Model Card — SegFormer-B0 Kathmandu Valley Satellite Segmentation

Model Description

This model is a fine-tuned SegFormer-B0 for semantic segmentation of satellite imagery over Kathmandu Valley, Nepal. It classifies each pixel into one of 7 land-use categories: Background, Residential Area, Road, River, Forest, and Unused Land. The model is intended for urban planning, GIS analysis, and geospatial research applications.

Developed by: praniil
Model type: Semantic Segmentation (SegFormer-B0)
Language(s) (NLP): N/A (Computer Vision)
License: MIT
Finetuned from model: nvidia/mit-b0 (SegFormer-B0 pretrained on ImageNet)

Model Sources

Repository: https://github.com/praniil/satellite-image-segmentation
HuggingFace Hub: Pranilllllll/segformer-satellite-segementation

Uses

Direct Use

This model can be used out-of-the-box for satellite image segmentation over Kathmandu Valley or similar urban/semi-urban landscapes. It accepts a 512×512 RGB satellite image and outputs a per-pixel land-use classification mask.

import torch
import numpy as np
from PIL import Image
import matplotlib.pyplot as plt
from transformers import SegformerForSemanticSegmentation, SegformerFeatureExtractor

device = "cuda" if torch.cuda.is_available() else "cpu"
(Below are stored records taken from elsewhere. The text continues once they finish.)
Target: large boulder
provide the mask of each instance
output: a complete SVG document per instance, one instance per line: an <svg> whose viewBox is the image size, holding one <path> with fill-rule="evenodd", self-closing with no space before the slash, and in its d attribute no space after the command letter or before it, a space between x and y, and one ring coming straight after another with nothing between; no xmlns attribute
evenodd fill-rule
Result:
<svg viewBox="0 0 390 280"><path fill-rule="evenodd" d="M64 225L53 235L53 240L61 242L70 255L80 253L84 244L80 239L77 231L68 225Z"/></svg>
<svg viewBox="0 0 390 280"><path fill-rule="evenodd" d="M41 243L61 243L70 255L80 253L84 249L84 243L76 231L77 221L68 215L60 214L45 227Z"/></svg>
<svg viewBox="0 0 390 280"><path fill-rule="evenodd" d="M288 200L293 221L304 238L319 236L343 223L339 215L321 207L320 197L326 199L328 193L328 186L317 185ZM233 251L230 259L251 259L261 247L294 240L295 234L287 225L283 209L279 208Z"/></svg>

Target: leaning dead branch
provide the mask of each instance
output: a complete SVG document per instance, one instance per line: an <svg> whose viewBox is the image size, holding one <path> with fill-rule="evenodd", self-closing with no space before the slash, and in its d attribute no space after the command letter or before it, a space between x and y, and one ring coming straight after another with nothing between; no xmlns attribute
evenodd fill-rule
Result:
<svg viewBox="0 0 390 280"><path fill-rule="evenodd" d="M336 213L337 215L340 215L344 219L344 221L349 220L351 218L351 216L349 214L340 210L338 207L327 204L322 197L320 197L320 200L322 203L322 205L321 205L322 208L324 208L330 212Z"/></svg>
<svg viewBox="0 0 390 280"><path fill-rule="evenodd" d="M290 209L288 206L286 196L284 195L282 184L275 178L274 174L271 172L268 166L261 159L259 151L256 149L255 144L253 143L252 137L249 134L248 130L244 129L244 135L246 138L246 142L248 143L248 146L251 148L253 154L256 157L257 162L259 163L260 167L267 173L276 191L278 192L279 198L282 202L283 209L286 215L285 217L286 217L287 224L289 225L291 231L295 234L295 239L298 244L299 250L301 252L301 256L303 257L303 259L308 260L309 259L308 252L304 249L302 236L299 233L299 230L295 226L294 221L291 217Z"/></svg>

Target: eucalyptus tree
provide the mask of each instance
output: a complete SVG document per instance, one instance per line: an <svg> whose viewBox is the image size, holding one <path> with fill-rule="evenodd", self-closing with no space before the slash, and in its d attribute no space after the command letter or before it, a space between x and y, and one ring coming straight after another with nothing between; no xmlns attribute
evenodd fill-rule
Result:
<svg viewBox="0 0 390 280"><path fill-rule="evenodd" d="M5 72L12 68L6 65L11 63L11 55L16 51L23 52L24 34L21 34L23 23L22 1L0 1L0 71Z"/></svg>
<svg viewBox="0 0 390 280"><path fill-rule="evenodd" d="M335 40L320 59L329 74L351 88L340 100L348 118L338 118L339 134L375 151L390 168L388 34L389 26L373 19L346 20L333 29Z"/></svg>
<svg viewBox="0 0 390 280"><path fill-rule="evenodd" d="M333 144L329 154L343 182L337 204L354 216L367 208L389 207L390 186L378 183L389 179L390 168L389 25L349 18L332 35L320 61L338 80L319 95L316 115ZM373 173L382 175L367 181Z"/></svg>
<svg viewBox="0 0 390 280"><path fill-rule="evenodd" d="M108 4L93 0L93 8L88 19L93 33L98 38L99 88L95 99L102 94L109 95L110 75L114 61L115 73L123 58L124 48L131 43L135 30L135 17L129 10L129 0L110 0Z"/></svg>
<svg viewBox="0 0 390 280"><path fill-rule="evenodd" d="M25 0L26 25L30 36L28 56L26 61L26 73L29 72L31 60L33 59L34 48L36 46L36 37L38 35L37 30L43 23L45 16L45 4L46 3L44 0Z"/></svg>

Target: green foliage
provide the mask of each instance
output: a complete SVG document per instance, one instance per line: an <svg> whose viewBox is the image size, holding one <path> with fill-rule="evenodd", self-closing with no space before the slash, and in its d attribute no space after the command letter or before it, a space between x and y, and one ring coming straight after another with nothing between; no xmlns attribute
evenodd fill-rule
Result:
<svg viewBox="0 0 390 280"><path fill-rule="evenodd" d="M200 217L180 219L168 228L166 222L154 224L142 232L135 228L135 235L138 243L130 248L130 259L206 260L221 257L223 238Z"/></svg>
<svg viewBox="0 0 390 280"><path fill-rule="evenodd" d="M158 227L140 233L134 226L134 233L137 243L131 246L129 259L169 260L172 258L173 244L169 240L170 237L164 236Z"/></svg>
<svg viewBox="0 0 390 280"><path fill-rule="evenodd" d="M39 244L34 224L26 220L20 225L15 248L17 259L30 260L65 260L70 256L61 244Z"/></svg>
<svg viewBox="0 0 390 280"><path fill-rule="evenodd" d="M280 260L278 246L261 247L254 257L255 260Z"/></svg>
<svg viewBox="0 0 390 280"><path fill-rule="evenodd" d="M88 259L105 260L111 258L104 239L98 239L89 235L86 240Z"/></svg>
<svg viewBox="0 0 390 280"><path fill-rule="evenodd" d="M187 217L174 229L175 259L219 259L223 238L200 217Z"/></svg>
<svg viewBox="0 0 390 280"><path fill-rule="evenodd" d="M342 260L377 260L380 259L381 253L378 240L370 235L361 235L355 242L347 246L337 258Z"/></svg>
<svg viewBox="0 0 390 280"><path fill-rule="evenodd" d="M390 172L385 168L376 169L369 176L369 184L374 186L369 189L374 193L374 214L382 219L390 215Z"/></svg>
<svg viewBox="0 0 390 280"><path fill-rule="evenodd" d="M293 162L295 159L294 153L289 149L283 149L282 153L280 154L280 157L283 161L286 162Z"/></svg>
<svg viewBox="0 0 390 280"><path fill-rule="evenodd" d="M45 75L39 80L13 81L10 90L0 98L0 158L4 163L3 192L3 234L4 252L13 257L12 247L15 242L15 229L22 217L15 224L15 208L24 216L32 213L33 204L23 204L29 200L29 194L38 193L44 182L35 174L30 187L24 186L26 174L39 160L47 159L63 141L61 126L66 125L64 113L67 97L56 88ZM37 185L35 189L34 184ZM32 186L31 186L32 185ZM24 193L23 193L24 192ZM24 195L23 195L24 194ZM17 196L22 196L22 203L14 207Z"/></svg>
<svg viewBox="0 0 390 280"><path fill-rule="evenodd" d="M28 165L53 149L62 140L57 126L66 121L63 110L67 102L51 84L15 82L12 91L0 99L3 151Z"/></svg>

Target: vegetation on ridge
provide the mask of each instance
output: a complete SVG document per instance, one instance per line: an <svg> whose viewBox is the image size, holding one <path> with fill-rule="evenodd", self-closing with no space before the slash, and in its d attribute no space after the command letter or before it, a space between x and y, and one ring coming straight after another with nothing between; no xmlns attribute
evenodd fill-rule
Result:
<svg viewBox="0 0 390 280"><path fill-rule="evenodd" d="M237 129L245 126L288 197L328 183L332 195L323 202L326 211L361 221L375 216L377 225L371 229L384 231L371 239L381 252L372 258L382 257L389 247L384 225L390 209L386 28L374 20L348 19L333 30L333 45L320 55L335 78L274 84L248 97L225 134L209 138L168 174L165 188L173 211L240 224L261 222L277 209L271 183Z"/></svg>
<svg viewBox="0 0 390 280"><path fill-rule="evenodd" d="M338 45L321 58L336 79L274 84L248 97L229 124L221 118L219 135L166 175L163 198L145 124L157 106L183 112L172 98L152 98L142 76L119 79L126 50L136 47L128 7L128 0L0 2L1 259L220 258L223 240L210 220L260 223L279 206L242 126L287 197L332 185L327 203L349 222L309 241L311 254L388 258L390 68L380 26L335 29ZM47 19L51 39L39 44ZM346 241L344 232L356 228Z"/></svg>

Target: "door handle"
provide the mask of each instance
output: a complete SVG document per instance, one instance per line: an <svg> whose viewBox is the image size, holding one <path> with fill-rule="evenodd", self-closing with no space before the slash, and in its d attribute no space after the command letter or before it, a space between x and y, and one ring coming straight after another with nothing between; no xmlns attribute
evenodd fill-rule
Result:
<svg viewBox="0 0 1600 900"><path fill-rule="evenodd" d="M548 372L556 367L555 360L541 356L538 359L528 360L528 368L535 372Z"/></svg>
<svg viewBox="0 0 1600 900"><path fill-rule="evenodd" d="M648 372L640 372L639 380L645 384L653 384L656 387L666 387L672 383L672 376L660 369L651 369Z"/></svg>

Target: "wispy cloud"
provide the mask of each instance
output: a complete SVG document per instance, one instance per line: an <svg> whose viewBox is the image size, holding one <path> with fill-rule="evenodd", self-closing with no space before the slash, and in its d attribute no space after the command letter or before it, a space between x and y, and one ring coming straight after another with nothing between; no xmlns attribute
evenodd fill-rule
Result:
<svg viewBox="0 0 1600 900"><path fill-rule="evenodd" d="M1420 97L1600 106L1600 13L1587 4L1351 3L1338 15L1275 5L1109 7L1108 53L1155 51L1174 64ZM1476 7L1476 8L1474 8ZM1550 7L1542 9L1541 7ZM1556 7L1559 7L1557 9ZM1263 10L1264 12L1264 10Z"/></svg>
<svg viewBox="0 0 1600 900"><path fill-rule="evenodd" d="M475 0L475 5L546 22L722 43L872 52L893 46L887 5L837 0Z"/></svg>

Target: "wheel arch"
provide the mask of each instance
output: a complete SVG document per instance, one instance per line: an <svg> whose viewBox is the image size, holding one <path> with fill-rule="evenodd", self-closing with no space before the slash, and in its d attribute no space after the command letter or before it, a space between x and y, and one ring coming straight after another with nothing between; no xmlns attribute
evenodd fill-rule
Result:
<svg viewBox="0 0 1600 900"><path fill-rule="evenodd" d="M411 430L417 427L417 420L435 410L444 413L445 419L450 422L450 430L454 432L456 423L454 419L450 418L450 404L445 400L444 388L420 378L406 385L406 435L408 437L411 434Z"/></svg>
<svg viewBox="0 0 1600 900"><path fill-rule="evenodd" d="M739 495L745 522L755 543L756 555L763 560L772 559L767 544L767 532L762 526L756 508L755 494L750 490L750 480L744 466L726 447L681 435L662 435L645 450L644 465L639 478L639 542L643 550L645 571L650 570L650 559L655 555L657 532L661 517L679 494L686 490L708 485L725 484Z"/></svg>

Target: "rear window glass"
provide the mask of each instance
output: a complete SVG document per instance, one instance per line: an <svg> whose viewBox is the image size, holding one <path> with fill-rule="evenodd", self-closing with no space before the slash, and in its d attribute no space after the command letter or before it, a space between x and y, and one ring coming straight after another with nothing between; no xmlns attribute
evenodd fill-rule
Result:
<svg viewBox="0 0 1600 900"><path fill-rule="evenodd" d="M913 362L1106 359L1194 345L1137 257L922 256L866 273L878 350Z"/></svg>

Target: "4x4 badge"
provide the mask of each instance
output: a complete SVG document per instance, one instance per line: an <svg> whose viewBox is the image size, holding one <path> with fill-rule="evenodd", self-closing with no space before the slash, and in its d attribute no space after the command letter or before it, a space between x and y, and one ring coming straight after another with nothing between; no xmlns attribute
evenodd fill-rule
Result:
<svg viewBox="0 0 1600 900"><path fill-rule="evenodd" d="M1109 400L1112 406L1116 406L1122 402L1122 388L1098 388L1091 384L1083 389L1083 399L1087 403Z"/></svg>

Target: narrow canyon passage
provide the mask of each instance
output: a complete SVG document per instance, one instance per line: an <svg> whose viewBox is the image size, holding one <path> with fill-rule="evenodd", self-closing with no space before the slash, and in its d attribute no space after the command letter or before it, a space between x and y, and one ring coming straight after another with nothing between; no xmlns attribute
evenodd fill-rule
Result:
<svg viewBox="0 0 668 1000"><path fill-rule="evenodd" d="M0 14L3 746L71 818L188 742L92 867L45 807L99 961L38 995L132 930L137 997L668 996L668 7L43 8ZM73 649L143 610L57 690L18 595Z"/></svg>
HF_REPO = "Pranilllllll/segformer-satellite-segementation"
model = SegformerForSemanticSegmentation.from_pretrained(HF_REPO).to(device)
processor = SegformerFeatureExtractor.from_pretrained(HF_REPO)
model.eval()

image = Image.open("path_to_your_satellite_image.png").convert("RGB")
inputs = processor(images=image, return_tensors="pt")
pixel_values = inputs["pixel_values"].to(device)

with torch.no_grad():
 outputs = model(pixel_values=pixel_values)
 logits = outputs.logits # [1, 7, H, W]

pred_mask = torch.argmax(logits, dim=1).squeeze().cpu().numpy()

colors = np.array([
 [0, 0, 0], # Background
 [128, 0, 0], # Residential Area
 [0, 128, 0], # Road
 [0, 0, 128], # River
 [0, 128, 128], # Forest
 [128, 128, 0], # Unused Land
 [128, 0, 128], # (reserved)
], dtype=np.uint8)

seg_image = colors[pred_mask]
plt.imsave("prediction.png", seg_image)
print("Inference complete. Prediction saved as prediction.png")

Downstream Use

This model can be plugged into larger GIS pipelines for:

Automated land-use/land-cover (LULC) mapping
Urban sprawl analysis
River and forest change detection
Input feature generation for spatial planning models

Out-of-Scope Use

Not suitable for segmenting non-satellite imagery (street photos, drone footage with different resolution/angle).
Performance may degrade on satellite imagery from regions with significantly different land cover patterns than Kathmandu Valley.
Not suitable for fine-grained object detection within classes (e.g., identifying individual buildings).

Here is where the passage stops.